トニーファームとは

農園を始めたいきさつと考え

『トニー農園』の製造者である、谷内俊文の本業はフォトグラファーである。

本人が、2011年の原発事故以来、福島第一原発20km圏内の撮影を繰り返し、実際に目の前で起こり続けている環境汚染や、社会と経済の歪みや、太陽・土・空気・土地と全てが揃っているにも関わらず有効に利用できない事に疑問を感じ、自然なカタチで自分の手でやってみたいと一念奮起。そこで、本業を続けつつ、果樹の栽培ならば自分の手で出来ると考え、農業に飛び込む決心をし、果樹農園をスタートしました。

自然農とは?

農薬をはじめ除草剤なども一切不使用
一言で自然農と言っても千差万別です。革新的な剪定をする生産者もいれば、農協の主導するやり方の逆をする生産者もいます。みかんに関して言えば、花の段階で間引く人や、実がついた段階で間引く生産者なども……。

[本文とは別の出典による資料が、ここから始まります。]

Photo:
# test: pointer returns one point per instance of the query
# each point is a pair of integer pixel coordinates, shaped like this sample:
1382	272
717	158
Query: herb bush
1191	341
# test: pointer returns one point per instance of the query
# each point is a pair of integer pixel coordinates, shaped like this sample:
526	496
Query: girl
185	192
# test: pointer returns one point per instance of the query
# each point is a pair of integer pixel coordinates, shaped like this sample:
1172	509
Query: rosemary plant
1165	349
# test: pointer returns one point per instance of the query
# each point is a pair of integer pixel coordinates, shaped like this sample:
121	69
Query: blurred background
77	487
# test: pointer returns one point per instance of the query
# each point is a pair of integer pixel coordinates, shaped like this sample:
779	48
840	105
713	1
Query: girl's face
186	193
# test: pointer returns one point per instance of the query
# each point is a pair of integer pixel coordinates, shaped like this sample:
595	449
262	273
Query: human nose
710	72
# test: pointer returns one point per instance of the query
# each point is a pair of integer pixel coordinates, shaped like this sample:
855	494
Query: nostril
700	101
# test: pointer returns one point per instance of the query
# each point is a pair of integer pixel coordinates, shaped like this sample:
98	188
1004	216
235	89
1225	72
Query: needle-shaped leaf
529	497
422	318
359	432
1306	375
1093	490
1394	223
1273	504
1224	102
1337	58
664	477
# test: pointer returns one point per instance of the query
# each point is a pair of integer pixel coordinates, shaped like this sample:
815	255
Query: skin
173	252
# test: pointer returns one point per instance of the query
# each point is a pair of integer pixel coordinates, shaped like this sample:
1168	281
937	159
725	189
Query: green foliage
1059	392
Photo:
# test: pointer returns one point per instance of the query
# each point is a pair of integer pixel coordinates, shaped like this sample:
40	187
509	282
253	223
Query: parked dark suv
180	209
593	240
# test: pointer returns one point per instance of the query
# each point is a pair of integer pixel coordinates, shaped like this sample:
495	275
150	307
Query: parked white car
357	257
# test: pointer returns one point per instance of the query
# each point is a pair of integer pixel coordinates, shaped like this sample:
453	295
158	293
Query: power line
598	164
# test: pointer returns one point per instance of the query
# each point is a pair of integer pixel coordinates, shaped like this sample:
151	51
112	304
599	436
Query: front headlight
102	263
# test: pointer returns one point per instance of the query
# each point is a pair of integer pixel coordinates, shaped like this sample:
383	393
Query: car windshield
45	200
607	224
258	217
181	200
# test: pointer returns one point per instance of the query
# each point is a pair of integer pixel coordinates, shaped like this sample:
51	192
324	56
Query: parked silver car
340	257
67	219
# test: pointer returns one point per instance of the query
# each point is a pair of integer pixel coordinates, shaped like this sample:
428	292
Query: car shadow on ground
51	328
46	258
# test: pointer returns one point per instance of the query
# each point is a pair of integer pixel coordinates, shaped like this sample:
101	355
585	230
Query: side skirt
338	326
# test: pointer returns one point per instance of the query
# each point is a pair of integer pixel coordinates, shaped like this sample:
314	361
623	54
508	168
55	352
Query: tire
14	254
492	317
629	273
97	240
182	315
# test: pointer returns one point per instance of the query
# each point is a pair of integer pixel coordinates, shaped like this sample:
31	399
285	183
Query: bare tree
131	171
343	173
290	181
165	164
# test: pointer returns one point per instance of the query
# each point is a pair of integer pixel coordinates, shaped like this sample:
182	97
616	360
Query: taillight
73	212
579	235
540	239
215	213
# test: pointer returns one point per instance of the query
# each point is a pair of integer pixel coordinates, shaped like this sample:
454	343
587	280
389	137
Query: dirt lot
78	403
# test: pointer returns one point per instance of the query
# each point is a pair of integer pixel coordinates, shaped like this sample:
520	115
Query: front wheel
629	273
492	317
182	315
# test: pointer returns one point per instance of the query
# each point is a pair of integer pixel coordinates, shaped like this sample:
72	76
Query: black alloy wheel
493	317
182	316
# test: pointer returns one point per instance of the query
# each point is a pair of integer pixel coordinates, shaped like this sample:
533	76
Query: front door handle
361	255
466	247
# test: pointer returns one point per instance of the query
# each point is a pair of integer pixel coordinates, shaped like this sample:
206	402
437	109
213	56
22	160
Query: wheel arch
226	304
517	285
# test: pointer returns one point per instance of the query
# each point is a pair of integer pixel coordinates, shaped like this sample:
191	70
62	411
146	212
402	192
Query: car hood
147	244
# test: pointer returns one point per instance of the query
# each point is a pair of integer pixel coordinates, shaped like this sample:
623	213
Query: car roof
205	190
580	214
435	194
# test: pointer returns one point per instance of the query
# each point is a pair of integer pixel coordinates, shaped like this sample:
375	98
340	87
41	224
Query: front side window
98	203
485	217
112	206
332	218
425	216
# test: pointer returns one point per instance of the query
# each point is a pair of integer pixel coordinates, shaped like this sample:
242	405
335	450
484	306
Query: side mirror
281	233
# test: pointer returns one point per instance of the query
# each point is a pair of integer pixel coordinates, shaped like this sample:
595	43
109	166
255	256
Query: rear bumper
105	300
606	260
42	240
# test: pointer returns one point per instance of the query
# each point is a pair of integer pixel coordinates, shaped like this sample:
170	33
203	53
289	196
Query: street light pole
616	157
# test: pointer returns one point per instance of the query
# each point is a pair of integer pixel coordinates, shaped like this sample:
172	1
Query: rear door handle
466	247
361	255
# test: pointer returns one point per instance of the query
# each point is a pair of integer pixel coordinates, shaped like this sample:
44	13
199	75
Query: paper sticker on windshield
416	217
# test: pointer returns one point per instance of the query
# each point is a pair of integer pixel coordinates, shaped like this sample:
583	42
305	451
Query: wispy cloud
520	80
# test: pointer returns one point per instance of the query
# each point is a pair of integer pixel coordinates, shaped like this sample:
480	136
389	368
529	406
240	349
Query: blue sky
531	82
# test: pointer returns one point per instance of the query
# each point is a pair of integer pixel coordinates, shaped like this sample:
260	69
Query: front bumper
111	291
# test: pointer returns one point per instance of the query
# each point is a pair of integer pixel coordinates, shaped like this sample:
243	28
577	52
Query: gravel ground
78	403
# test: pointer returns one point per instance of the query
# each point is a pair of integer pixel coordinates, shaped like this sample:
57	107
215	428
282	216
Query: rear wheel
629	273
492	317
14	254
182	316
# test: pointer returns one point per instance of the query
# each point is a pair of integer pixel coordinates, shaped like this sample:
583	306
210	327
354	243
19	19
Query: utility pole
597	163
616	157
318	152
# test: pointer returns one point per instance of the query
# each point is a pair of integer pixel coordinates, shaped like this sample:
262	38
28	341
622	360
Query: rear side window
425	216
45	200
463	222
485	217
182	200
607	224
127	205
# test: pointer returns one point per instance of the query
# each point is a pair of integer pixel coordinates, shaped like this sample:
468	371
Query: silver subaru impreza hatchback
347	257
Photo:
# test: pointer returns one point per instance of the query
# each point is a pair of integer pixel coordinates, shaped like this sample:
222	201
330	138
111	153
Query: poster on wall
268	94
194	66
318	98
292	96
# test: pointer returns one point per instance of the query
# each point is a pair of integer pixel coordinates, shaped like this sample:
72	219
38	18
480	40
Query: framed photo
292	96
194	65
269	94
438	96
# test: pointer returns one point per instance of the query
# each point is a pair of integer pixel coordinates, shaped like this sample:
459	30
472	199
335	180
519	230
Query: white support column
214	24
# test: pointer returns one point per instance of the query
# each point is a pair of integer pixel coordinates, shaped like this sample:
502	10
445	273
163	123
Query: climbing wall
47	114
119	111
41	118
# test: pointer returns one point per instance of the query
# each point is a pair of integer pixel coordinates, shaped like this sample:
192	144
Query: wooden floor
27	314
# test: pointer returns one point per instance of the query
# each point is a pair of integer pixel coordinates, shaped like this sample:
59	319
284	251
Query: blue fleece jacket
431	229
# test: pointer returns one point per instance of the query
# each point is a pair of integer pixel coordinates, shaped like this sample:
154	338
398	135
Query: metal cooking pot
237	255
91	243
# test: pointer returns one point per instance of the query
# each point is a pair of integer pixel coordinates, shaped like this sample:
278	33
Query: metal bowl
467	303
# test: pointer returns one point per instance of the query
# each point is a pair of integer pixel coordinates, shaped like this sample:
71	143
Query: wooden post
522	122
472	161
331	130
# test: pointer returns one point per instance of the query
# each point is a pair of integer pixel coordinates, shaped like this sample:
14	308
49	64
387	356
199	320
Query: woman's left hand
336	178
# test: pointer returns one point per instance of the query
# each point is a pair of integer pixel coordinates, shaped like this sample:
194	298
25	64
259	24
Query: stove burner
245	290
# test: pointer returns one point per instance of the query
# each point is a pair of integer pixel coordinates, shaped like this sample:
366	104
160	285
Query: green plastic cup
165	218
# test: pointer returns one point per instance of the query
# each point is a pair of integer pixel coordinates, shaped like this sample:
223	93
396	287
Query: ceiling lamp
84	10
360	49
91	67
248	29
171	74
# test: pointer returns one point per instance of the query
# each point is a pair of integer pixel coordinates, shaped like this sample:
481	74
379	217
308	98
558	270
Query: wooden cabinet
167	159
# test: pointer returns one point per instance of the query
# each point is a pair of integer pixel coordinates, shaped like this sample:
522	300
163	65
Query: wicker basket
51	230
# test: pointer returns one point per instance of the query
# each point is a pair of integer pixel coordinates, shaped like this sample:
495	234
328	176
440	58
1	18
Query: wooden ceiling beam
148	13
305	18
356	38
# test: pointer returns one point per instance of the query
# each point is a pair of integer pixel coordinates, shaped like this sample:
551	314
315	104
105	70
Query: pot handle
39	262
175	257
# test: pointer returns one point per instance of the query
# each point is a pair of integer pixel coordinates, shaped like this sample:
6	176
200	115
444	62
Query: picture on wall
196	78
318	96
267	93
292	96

共通の認識は、「農薬を使わない」「肥料を使わない」「有機肥料を使わない」が概念です。但し、これだけ科学の力が発達していても、その時々の気候や気温によって変わってしまう自然界の力は人間の叡智には及びません。生産者の経験値とセンス、そして想像力によって無限の将来性を持っているのが、環境と人にやさしい自然農なのです。『トニー農園』では、年に数回草刈りをしており、もちろん除草剤は使いません。

そして、『トニー農園』のみかんを学校給食に安価で供給したいと計画中です。 多少、キズがあったり、黒ずんでいたりしていても、味と安全性の高さに優れていることを子ども達に伝えていきたいと思います。 見た目からは想像出来ないその甘さと美味しさに、きっと驚くはずです。

カタチが整ったキズのないみかん

見た目のキレイさを守るために…
表面にキズひとつないみかんを生産するためには、劇薬を含め約10種類以上の農薬を春から秋まで散布し続けなくてはなりません。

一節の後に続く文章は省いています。